Esercitarsi all’ascesi, con digiuni costanti e notti bianche. Così l’insonne diventa un decapitato.

Il suo corpo resta nel letto, mentre la sua testa può «rotolare dolorosamente lungo il pavimento, arrivare in strada, vedere alternativamente le stelle e il suolo» (p. 40), la legge e la materia che ne è avvinta. Che poi, ci direbbe dalla sua bocca insanguinata, sono la stessa cosa, perché tutto è musica.

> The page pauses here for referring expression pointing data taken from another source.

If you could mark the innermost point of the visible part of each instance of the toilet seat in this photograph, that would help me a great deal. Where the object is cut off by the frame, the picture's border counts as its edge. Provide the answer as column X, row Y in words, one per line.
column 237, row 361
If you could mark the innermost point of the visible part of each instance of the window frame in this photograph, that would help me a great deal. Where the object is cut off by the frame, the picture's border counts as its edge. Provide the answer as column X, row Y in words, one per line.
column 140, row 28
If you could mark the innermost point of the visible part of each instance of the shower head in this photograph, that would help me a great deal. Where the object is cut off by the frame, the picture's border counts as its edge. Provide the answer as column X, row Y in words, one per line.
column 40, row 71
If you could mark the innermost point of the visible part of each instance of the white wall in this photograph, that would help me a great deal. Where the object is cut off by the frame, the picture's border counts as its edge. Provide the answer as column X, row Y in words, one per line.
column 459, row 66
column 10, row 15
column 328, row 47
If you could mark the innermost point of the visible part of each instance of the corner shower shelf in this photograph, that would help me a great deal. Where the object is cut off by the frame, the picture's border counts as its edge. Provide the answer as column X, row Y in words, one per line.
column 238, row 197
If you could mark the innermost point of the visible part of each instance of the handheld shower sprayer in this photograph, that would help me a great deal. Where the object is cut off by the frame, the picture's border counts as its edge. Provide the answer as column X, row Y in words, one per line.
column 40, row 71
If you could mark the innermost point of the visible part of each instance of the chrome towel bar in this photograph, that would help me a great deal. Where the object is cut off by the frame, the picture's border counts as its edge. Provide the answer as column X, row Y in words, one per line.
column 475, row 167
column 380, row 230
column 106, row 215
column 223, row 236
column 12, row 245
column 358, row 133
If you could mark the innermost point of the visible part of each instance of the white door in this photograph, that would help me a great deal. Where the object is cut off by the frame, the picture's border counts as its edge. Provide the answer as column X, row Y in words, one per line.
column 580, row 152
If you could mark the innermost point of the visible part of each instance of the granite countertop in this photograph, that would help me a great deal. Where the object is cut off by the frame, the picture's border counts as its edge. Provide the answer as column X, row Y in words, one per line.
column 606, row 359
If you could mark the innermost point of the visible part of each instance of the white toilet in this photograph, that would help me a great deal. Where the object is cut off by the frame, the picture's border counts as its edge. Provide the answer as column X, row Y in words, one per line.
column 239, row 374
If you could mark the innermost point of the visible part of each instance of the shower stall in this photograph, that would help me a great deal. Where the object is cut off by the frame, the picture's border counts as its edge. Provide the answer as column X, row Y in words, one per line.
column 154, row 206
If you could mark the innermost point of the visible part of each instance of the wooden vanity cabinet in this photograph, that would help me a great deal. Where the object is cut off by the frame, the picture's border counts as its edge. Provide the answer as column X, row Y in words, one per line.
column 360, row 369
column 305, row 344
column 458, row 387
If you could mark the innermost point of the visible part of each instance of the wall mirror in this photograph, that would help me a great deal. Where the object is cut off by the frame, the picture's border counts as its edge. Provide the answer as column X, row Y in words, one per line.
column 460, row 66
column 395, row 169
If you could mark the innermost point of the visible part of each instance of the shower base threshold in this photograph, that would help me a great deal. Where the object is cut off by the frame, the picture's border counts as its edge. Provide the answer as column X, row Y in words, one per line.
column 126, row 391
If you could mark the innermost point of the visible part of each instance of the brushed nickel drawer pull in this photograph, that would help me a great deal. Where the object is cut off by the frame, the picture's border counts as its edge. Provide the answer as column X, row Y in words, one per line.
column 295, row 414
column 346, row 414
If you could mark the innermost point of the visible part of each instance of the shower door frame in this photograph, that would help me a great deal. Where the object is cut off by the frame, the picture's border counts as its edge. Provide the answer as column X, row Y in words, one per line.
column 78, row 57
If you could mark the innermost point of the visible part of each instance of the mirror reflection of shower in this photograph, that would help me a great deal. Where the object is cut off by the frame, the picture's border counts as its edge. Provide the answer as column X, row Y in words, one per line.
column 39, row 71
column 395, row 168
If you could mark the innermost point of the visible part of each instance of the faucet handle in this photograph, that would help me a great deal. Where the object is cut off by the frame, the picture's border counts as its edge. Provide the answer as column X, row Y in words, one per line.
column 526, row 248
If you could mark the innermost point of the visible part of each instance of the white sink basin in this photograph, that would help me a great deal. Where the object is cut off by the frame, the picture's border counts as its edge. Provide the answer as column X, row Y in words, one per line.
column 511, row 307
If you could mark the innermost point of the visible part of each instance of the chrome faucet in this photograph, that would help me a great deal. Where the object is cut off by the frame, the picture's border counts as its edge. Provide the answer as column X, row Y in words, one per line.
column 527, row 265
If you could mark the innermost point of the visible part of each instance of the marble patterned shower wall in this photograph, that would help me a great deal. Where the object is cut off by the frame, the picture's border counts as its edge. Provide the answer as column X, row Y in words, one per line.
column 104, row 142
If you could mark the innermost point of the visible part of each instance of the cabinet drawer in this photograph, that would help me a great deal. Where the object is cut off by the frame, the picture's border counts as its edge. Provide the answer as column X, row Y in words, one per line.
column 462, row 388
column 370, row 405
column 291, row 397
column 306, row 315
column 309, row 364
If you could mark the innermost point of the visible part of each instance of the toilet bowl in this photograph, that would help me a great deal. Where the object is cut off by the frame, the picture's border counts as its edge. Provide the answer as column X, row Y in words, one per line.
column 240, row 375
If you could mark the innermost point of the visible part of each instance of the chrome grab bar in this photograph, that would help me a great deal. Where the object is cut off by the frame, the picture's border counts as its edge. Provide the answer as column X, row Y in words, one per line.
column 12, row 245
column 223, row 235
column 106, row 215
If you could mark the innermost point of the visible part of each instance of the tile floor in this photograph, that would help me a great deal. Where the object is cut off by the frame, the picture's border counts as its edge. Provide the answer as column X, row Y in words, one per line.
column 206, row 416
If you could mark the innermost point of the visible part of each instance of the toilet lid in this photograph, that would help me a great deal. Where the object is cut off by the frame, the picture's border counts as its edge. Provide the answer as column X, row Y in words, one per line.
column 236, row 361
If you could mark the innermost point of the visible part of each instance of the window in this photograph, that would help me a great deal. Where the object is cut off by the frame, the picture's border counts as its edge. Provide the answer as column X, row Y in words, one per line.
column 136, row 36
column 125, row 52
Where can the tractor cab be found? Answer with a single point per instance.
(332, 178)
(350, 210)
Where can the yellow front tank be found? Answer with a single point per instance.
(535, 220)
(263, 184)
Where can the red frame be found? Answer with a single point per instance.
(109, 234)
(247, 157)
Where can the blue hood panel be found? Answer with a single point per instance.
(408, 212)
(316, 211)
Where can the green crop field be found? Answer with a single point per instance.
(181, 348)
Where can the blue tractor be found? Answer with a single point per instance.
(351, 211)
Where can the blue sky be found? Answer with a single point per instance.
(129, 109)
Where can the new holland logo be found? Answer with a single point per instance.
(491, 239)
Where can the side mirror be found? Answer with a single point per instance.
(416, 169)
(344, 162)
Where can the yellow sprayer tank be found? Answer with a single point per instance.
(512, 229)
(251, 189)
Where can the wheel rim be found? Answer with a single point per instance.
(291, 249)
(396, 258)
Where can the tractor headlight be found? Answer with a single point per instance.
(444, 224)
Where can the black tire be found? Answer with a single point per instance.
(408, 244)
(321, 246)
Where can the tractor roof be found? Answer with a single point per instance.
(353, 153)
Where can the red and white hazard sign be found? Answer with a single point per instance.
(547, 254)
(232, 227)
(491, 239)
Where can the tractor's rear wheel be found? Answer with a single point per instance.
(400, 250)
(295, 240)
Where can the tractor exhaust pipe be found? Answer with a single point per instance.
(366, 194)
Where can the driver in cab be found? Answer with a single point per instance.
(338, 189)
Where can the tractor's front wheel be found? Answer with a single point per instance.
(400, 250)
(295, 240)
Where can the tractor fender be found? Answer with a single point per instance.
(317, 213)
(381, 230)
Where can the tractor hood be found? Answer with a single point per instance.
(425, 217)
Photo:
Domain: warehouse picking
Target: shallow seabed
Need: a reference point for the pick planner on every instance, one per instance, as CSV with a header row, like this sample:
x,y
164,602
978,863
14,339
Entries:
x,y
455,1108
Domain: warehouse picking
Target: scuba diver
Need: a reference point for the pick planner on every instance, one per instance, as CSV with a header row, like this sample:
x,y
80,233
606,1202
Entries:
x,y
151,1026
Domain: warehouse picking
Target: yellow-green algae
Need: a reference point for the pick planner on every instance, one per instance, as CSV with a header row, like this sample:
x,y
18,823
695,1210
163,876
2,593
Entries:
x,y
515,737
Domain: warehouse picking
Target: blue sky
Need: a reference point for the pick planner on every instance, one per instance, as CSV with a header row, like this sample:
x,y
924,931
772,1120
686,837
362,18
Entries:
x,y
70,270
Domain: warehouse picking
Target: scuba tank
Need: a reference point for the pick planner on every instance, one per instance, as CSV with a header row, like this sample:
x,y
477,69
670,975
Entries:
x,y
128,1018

Questa testa è di Viktor Semënov, narratore e protagonista dell’esordio di Lorenzo Chiuchiù, Esecuzione dell’ultimo giorno. Esordio narrativo, avendo l’autore già pubblicato diversi libri di poesia e di saggistica filosofica: ha curato Metafisica cristiana e neoplatonismo e La devozione alla croce, entrambi di Albert Camus (Diabasis, 2004 e 2005). Di Jean-Paul Sartre ha curato e tradotto Mallarmé, la lucidità e il suo volto d’ombra (Diabasis, 2010). Ha pubblicato Atleti del fuoco. Undici studi tra arte, tragedia e rivolta (Mimesis, 2018). Ha scritto un’introduzione a Così parlò Zarathustra (Demetra, 2017). Sue sono le raccolte poetiche Iride incendio (La vita felice, 2005), Sorteggio (Marietti, 2012) e Le parti del grido (Effigie, 2018).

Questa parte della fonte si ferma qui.